Physics-Guided Transformer (PGT): Physics-Aware Attention Mechanism for PINNs
This addresses the problem of physical inconsistency and instability in physics-informed neural networks for scientific machine learning, offering a novel architecture that improves performance under data-scarce conditions.
The paper tackles the challenge of reconstructing physical fields from sparse observations governed by PDEs by introducing the Physics-Guided Transformer (PGT), which embeds physical structure into self-attention. Results show PGT achieves a relative L2 error of 5.9e-3 in 1D heat equation reconstruction and low PDE residual (8.3e-4) with competitive error (0.034) in 2D Navier-Stokes, outperforming existing methods.

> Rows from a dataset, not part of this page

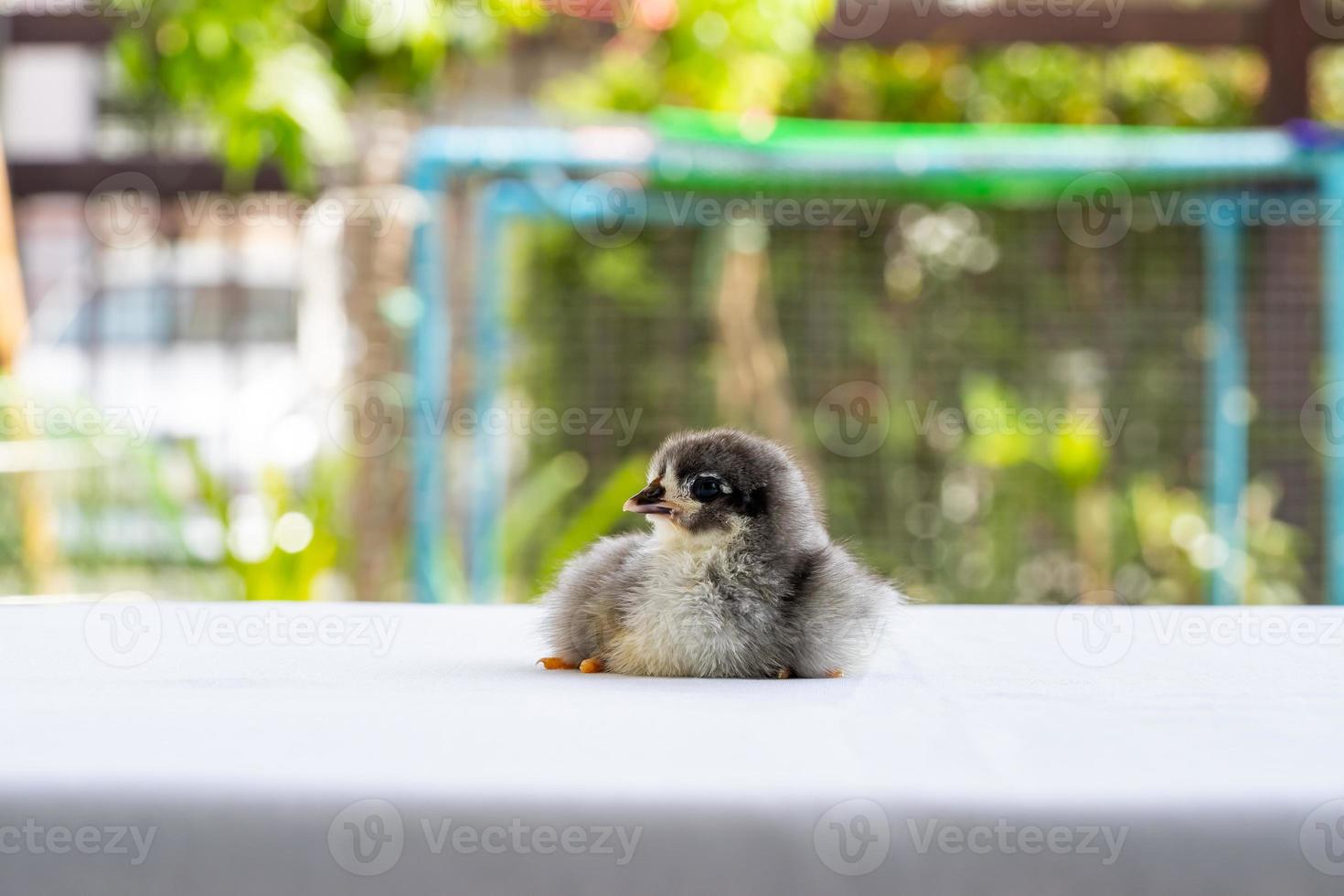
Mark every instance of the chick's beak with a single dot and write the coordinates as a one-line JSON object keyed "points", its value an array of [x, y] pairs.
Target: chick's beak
{"points": [[651, 500]]}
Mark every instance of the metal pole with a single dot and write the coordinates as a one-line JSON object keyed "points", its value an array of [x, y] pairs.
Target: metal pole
{"points": [[1226, 403], [429, 389]]}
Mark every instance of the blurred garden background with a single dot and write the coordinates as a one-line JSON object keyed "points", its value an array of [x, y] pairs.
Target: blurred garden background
{"points": [[190, 320]]}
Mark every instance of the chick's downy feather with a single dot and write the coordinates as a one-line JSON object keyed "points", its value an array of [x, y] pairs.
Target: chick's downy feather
{"points": [[737, 579]]}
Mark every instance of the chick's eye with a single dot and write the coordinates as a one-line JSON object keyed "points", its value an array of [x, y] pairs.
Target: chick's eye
{"points": [[706, 489]]}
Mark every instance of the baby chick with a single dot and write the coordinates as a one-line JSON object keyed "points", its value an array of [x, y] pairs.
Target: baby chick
{"points": [[738, 577]]}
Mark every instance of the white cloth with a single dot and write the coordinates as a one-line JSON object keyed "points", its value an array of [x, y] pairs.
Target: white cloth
{"points": [[1004, 750]]}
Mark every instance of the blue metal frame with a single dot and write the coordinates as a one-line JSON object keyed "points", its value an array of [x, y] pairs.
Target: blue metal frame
{"points": [[554, 163], [1224, 392]]}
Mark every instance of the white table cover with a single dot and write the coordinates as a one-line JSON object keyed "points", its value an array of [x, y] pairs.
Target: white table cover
{"points": [[187, 749]]}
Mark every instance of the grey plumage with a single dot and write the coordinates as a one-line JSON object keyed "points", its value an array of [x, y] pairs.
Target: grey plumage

Reconstructing continuous physical fields from sparse, irregular observations is a central challenge in scientific machine learning, particularly for systems governed by partial differential equations (PDEs). Existing physics-informed methods typically enforce governing equations as soft penalty terms during optimization, often leading to gradient imbalance, instability, and degraded physical consistency under limited data. We introduce the Physics-Guided Transformer (PGT), a neural architecture that embeds physical structure directly into the self-attention mechanism. Specifically, PGT incorporates a heat-kernel-derived additive bias into attention logits, encoding diffusion dynamics and temporal causality within the representation. Query coordinates attend to these physics-conditioned context tokens, and the resulting features are decoded using a FiLM-modulated sinusoidal implicit network that adaptively controls spectral response. We evaluate PGT on the one-dimensional heat equation and two-dimensional incompressible Navier-Stokes systems. In sparse 1D reconstruction with 100 observations, PGT achieves a relative L2 error of 5.9e-3, significantly outperforming both PINNs and sinusoidal representations. In the 2D cylinder wake problem, PGT uniquely achieves both low PDE residual (8.3e-4) and competitive relative error (0.034), outperforming methods that optimize only one objective. These results demonstrate that embedding physics within attention improves stability, generalization, and physical fidelity under data-scarce conditions.